We hope our guides and tips have helped you! We believe dog impulse control training is one of the best way stop reach a beautiful and respectful bond between owners and pets.
That sounds really great, but how exactly do I practice impulse control so that the dog also stays put (even for a few seconds)? My puppy likes to be active, the sit works fine but the "stay", i.e. stay put, does not work, he always runs after me (which is not necessarily bad) and therefore does not learn the command. Do you have a tip for me? Thank you!
Dear Annemarie, unfortunately there is no exact instruction that works immediately with every dog. It is best if you internalize that the training should be built up with a lot of patience. It is best to approach the matter step by step. If he already masters the "sit" exercise, then you can increase the time he should stay in this position without moving yourself. After that, incorporate very slight movements, e.g. a daring step to the left or to the right or backwards. Keep practicing this until you notice that your movements are not getting him to come out of the "sit" position. Reward him with a treat. Gradually, you can start trying to get out of the room. Good luck 🙂 .
Hello how do I practice impulse control when encountering other dogs.My 2 year old dog (mini Aussie) then does not respond to treats or a toy. She barks and pulls like crazy on the leash, and really just wants to play.

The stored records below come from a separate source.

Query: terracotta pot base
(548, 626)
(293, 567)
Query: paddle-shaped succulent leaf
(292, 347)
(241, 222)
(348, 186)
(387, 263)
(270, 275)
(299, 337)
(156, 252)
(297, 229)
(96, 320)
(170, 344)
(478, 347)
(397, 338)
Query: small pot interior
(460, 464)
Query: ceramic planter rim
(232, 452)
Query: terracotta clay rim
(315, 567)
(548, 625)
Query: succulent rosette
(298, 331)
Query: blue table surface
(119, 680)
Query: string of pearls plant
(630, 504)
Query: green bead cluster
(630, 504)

Dear Monique, in extreme cases it is always advisable to call in an expert on site (e.g. behavior therapist, trainer). This would ensure that this professional can observe your dog for a while to find out what the reason is, after which a strategy will be developed and the behavior pattern of your dog will be changed accordingly. We wish you much success!
Dear Monique, your dog is probably overwhelmed with the situation and does not focus on you. You can first start to make the situation easier and ask friends, with already known dogs, to practice with you. Direct the attention there to you.
But, it is a very complex issue. I would also advise you to contact a dog trainer. These behaviors usually don't stop on their own - even when the dog gets older. Most of the time they become more established. That's where on-the-spot help is really important. Good luck with your training!